Evans, Shane. Underground: Finding the Light to Freedom.
This picture book portrays an escape from slavery with extremely simple text and rough-hewn drawings. This would be something the most beginning readers could read, but they might need to talk through the pictures to make sense of the story, and have someone read the explanations at the back of the book to them. Not being a picture book aficionado, especially if there are few or no words, I didn't care much for this personally, but I could see it being used in the elementary school as an introduction to a unit on the Underground Railroad.
De La Pena, Matt. A Nation's Hope: The Story of boxing Legend Joe Louis.

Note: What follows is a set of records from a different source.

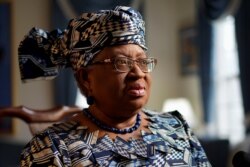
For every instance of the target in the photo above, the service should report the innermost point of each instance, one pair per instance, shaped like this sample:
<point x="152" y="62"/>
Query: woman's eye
<point x="143" y="62"/>
<point x="121" y="61"/>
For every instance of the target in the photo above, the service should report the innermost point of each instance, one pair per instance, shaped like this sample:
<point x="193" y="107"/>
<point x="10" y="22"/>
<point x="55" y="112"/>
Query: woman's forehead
<point x="129" y="50"/>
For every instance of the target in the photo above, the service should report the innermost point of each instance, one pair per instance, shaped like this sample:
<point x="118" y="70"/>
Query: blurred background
<point x="202" y="48"/>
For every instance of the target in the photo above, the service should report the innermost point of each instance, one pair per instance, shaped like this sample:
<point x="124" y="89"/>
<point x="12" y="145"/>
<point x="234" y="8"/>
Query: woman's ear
<point x="83" y="80"/>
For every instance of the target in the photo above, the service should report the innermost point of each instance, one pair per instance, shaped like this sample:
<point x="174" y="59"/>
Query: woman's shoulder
<point x="165" y="115"/>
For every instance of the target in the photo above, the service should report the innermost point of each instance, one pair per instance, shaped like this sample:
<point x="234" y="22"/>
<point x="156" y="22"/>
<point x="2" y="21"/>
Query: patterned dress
<point x="171" y="143"/>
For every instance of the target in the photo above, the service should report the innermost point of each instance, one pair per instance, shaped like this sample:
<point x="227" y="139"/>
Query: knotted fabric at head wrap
<point x="42" y="54"/>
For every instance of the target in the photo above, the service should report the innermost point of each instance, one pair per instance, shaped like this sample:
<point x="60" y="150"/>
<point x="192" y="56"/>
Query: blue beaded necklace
<point x="111" y="129"/>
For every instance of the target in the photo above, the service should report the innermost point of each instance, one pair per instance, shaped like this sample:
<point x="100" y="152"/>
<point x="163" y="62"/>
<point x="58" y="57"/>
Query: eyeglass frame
<point x="137" y="61"/>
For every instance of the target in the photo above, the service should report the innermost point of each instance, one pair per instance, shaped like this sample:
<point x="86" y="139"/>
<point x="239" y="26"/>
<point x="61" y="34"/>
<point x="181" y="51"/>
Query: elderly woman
<point x="107" y="53"/>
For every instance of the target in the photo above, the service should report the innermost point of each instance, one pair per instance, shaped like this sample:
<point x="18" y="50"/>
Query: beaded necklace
<point x="111" y="129"/>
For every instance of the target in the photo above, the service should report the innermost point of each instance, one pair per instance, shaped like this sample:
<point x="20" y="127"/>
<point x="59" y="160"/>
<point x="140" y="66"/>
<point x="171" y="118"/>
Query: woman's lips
<point x="136" y="91"/>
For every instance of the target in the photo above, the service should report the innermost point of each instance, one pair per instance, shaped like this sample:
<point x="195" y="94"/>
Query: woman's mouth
<point x="136" y="91"/>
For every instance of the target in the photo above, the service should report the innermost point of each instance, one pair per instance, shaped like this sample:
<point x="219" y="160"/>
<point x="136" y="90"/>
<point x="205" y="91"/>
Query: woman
<point x="107" y="53"/>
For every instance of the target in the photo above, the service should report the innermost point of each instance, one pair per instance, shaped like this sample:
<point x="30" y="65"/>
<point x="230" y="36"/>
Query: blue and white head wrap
<point x="42" y="54"/>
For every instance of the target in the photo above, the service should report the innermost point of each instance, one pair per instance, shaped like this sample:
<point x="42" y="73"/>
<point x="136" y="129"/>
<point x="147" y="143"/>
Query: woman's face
<point x="113" y="91"/>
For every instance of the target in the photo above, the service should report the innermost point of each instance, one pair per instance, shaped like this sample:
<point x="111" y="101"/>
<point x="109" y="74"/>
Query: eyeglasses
<point x="125" y="64"/>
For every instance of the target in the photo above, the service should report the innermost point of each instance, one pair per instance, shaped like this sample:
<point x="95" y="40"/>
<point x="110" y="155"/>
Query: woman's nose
<point x="136" y="71"/>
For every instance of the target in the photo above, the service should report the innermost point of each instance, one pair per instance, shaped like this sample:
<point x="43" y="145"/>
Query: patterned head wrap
<point x="42" y="54"/>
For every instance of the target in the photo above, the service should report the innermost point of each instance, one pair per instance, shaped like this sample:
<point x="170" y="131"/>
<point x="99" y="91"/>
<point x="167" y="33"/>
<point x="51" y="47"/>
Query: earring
<point x="90" y="100"/>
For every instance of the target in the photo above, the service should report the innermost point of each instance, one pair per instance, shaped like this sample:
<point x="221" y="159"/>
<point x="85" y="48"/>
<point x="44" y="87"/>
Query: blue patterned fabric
<point x="42" y="54"/>
<point x="171" y="143"/>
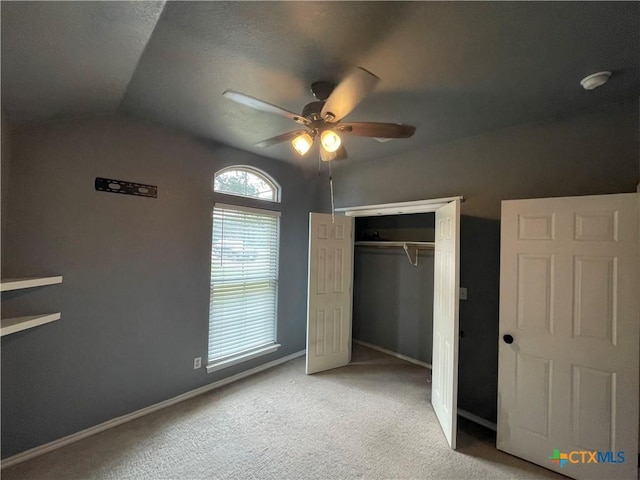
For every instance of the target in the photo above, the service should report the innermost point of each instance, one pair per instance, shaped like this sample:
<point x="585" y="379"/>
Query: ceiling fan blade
<point x="263" y="106"/>
<point x="280" y="138"/>
<point x="348" y="94"/>
<point x="377" y="130"/>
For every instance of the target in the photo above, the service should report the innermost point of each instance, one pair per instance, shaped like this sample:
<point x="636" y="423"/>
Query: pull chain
<point x="333" y="210"/>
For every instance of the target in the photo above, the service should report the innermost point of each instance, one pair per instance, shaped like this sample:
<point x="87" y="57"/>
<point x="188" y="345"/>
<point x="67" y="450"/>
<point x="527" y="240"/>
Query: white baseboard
<point x="393" y="354"/>
<point x="476" y="419"/>
<point x="48" y="447"/>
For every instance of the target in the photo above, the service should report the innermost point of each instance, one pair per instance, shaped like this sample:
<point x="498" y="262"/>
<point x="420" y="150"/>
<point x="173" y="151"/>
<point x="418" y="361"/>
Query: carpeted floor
<point x="369" y="420"/>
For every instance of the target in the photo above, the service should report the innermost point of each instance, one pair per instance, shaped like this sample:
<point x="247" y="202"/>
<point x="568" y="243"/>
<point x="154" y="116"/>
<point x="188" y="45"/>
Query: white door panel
<point x="444" y="386"/>
<point x="569" y="288"/>
<point x="329" y="297"/>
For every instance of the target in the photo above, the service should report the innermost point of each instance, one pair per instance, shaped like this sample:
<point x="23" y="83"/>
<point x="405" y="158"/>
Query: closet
<point x="331" y="293"/>
<point x="393" y="284"/>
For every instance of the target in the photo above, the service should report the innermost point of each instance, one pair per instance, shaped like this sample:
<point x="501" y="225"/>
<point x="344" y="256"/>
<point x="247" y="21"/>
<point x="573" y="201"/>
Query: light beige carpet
<point x="369" y="420"/>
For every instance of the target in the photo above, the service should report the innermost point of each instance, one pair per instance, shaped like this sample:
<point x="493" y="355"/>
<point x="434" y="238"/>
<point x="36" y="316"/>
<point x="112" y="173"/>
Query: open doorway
<point x="330" y="295"/>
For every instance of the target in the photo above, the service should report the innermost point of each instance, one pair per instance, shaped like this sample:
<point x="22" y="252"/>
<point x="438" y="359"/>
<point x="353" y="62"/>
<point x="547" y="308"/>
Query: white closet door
<point x="444" y="386"/>
<point x="329" y="298"/>
<point x="568" y="351"/>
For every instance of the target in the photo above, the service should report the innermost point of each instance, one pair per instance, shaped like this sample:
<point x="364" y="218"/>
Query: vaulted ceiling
<point x="452" y="69"/>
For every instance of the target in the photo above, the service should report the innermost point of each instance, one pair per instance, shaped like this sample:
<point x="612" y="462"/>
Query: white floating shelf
<point x="13" y="325"/>
<point x="28" y="282"/>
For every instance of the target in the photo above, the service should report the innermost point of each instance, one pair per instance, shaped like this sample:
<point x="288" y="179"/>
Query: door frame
<point x="404" y="208"/>
<point x="398" y="208"/>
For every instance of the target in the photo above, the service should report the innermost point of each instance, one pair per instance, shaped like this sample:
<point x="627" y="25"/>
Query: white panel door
<point x="568" y="379"/>
<point x="444" y="385"/>
<point x="329" y="298"/>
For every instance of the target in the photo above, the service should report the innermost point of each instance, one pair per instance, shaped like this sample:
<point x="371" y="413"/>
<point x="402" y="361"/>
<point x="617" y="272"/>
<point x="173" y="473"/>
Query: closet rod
<point x="410" y="248"/>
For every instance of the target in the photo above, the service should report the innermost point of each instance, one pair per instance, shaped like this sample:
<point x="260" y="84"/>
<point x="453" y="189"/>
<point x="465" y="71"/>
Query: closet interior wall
<point x="393" y="299"/>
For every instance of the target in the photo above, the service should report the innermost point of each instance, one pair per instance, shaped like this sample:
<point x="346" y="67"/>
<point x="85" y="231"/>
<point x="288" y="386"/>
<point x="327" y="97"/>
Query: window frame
<point x="260" y="206"/>
<point x="265" y="177"/>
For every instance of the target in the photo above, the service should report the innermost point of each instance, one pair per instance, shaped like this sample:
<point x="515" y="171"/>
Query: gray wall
<point x="135" y="295"/>
<point x="5" y="137"/>
<point x="587" y="155"/>
<point x="595" y="153"/>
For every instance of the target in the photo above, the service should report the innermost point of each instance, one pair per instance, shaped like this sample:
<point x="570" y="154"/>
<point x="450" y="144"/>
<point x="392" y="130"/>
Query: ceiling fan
<point x="323" y="118"/>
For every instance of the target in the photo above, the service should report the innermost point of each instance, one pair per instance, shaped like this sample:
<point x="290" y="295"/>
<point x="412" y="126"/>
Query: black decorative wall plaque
<point x="128" y="188"/>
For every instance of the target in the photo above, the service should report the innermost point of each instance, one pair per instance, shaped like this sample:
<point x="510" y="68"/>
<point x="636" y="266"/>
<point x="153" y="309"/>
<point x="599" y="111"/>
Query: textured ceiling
<point x="452" y="69"/>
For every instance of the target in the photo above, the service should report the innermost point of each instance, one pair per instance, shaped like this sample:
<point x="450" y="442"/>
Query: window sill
<point x="241" y="357"/>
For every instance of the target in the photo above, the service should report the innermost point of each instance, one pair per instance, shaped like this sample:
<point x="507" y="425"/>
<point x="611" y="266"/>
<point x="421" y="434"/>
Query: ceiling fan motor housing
<point x="321" y="90"/>
<point x="312" y="110"/>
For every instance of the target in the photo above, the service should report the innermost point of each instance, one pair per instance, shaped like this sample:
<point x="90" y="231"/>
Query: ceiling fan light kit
<point x="322" y="117"/>
<point x="330" y="140"/>
<point x="302" y="143"/>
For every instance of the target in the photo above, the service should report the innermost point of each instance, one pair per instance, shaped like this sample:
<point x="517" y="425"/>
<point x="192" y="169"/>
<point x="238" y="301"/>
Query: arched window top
<point x="246" y="182"/>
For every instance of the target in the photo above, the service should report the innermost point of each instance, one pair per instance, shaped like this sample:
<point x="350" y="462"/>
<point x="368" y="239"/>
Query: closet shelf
<point x="28" y="282"/>
<point x="13" y="325"/>
<point x="410" y="248"/>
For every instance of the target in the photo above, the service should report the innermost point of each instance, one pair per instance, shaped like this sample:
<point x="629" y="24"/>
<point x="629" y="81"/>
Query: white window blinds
<point x="244" y="281"/>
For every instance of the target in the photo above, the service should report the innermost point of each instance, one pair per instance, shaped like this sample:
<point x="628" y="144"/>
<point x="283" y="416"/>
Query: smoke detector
<point x="595" y="80"/>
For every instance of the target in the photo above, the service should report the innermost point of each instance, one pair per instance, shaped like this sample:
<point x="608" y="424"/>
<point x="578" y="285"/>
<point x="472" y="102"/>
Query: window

Illustrated by Kadir Nelson.
The Joe Louis-Max Schmeling rivalry in 1938 was of huge concern to the African-American community, and to the US in general. Louis's triumph meant that somehow the Nazis and Nazi ideals were inferior, and Schmeling's triumph dejected the entire country. In easy-to-understand but elegant and descriptive language, this book describes both the fights and their impact on African- Americans during a time when Civil Rights issues were starting to come to the foreground. This would be useful even in a middle school. Perhaps because I had a dear friend who was forced to fight for the Wehrmacht or be killed, even though his views were as far from sympathetic to the Nazis as could be, I am curious to read about Max Schmeling's life-- in Sharenow's The Berlin Boxing Club, he is portrayed as a somewhat sympathetic character despite his vilification in the US.